There really is no secret to creating and accomplishing a successful to-do list. These steps are easy to follow and will increase your productivity. The first step to creating a to-do list is to keep it simple. Forbes suggests having no more than three things on the list. In reality, college students usually have more than three things to do, and all the endless tasks seem to have the same level of importance. A good suggestion might be to write everything down that you need to get done all at once. This is not your to-do list; this is just a “mind dump,” according to Forbes. The mind dump is something to do to clear your head of the things that need to get done. After you have written everything down, divide the items into separate lists. Then divide those lists into different days of the week. That way, you will not get overwhelmed by the amount of work you must do. One thing to remember is to also create a schedule of when things are due in order to make your to-do include items in order of the highest priority level to the lowest.
The second step is to make your to-do list the night before you hope to complete it. This helps you have a clear mind when you wake up the following morning. By having your to-do list right in the morning, you already know what items need to be completed by the end of the day, or by a certain time. Then you can spend your time getting the tasks done instead of wasting time and energy of thinking about what tasks need to be completed.

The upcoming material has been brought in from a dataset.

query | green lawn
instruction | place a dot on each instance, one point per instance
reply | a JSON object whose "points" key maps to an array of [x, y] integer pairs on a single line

So you’ve created your list. Now what? The first thing you should do in the morning is to tackle the first item on your list. The morning is the time of the day when you are the most fresh, so having a harder task at the top of your list is a benefit not only to you, but also to the item that you need to accomplish.
As students, we are sometimes pushed to our breaking point with a staggering amount of coursework and extracurricular activities, but what you get out of your college experience is what you put into it. By starting out with an organized plan, it will not only eliminate stress, but will make your college experience more enjoyable.
And that is how I see creating and accomplishing a to-do list “Through My Eyes.”